Dutch journalist and producer

Henk van der Meijden (born 26 June 1937, in The Hague, Netherlands) is a Dutch journalist and producer of theater and circus acts. Known as the "godfather" of Dutch gossip journalism, he founded a weekly gossip magazine, Privé, and edits the gossip pages of De Telegraaf.

==Biography==
Henk van der Meijden grew up in Bezuidenhout, a neighborhood of The Hague, as the elder of two in a working-class family. At age 16 he started writing children's stories for the publication Het Vaderland, an evening daily. For the Haagsch Dagblad he reported on social events and funerals, and after finishing his secondary education became an apprentice journalist at the Nieuwe Haagsche Courant, where he got his own column. He wrote short stories for other publications and in the 1960s also wrote for the women's magazines Margriet and Libelle.
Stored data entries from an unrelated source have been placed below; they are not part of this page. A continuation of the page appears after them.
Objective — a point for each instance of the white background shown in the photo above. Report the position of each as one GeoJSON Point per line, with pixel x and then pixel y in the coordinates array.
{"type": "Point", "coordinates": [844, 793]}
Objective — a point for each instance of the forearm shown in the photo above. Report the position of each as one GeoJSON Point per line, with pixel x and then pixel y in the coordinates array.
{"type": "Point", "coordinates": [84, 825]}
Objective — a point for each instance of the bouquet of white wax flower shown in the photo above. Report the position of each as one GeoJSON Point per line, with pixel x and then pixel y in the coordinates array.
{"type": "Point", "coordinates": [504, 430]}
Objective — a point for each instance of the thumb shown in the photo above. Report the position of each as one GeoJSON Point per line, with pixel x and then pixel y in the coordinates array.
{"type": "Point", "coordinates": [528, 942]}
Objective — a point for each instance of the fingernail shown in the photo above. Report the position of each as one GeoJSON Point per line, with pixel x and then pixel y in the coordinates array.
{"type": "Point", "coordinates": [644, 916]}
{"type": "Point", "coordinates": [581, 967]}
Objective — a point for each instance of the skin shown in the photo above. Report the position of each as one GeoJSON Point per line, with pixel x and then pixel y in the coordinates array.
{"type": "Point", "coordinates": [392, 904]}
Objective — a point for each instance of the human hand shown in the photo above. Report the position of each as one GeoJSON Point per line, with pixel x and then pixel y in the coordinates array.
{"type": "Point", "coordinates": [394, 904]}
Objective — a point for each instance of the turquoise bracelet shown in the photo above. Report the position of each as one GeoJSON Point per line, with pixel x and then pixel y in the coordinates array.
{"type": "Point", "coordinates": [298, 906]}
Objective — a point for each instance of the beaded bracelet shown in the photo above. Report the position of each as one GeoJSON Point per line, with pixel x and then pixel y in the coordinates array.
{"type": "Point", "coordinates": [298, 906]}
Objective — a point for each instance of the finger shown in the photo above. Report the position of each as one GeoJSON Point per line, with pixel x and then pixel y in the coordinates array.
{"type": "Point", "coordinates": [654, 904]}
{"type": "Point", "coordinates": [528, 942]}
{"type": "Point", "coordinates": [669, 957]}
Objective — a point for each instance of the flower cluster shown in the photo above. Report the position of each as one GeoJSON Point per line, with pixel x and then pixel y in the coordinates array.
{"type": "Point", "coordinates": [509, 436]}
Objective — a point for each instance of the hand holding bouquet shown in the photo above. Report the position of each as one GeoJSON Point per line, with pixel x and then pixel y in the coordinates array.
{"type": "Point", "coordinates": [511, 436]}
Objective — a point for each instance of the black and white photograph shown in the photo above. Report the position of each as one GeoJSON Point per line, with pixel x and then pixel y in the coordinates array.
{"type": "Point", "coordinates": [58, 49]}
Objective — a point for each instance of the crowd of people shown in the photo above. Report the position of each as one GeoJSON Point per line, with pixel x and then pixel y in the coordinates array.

Van der Meijden's long career with De Telegraaf started officially in 1958, after he had written a series of reports about poor conditions in the Dutch armed forces. His first job was as a crime reporter in The Hague, and in 1959 he was transferred to the main office in Amsterdam, where he got his own section, the showbiz pages, which quickly became the most popular section of the paper. At the end of the 1960s he named this section Privé.

In 1977 he founded a weekly magazine, also called Privé, an extension of the showbiz pages in De Telegraaf. A television program, TV Privé, was soon aired by TROS. He retired as Privé's editor in chief in 1997, and in 2002 he retired from De Telegraaf, to be succeeded by Wilma Nanninga.

Since 1966 van der Meijden has been active as a producer of theater and entertainment, and in the 1970s began bringing international circus acts to the Netherlands. With Joop van den Ende and Benoit Wesley he was co-owner of the Circustheater in Scheveningen in the early 1990s.